“All the world’s a stage”
The works of William Shakespeare are a gift unto humanity, not just the English-language speaking world. The plays teach us how to love, how to scheme, how to dream, and how to change. Whether or not Shakespeare himself wrote the play Twelfth Night (performed this past Saturday by hundreds of kids from the DMV at Sidney Harman Hall) is irrelevant when it comes to what the play can teach us as humans in the world. Shakespeare Theatre Company’s program Text Alive! extends that Shakespearean gift to a group of young people and audiences that might not otherwise have the opportunity to receive such a gift.

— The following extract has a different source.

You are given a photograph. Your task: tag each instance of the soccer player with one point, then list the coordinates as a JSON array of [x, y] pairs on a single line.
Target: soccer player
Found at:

Performing on stage in any capacity has the power to instill confidence in a young person for life. Take into consideration that many of the students who performed on Saturday had never performed before and you have a possible reversal in a person’s trajectory and self esteem. In my own group, there were a couple of students who had told me “I can’t (perform)” and yet there they were. These students committed themselves to doing something for the first time, and with any luck and determination, it won’t be the last. Last Saturday, they weren’t just merely actors in a performance of Twelfth Night, but playwrights re-writing their own script.
A Twelfth Night Trilogy
There’s a rule in writing and storytelling known as the “rule of three” that states that anything in trilogy has a more likely impact on the reader than in pairs or alone. In the case of Twelfth Night, this Thursday will be the third iteration of the classic comedy my students will have seen or participated in just this year. We began with the Fall mainstage play, then a student performance last Saturday. Finally on Thursday we’ll culminate our involvement with Text Alive! by watching Shakespeare Theatre Company’s professional production of Twelfth Night on the very stage we performed at on Saturday. I certainly hope that by this time every one of my students will be able to closely follow the action of the play. Furthermore, seeing professional actors performing on the same stage as they did should make the experience of performing all the more meaningful and memorable.